Paulus sprak over de Zoon van God met Wie hij gekruisigd was. Hij zegt: “Ik ben met Christus gekruisigd en ik leef niet mee1, maar Christus leeft in mij; en wat mijn leven in het vlees betreft, leef ik door het geloof in de Zoon van God, die mij heeft liefgehad en Zichzelf voor mij heeft overgegeven” (Galaten 2:20). Daaruit bestond zijn leven en niet uit het organiseren en voorbereiden van zoveel mogelijk “shows” – one-man of more-man – hoe schoon het voor ons ‘entertainment-gevoel ook is.

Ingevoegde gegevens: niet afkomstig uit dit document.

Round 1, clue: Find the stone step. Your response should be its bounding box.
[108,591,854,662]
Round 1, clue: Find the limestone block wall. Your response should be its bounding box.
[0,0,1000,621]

We willen proberen het duidelijk te zeggen: Het woord van God, het evangelie is niet geschreven om er mee te ‘spelen’, maar om de persoon van de Heer Jezus Christus te openbaren en te leren kennen, en om de liefde van God te openbaren. “Hierin is de liefde van God ten opzichte van ons geopenbaard, dat God Zijn eniggeboren Zoon in de wereld gezonden heeft, opdat wij zouden leven door Hem” (1 Johannes 4:9). Hoe is die liefde van God geopenbaard? Door het zenden van Zijn Zoon. Het gevolg is, dat een ieder die in Hem gelooft, niet verloren gaat maar eeuwig leven heeft (Johannes 3:16). Met welk doel is de Zoon van God geopenbaard? Onder andere met dit doel: “Hiertoe is de Zoon van God geopenbaard, opdat Hij de werken van duivel verbreken zou” (1 Johannes 3:8b).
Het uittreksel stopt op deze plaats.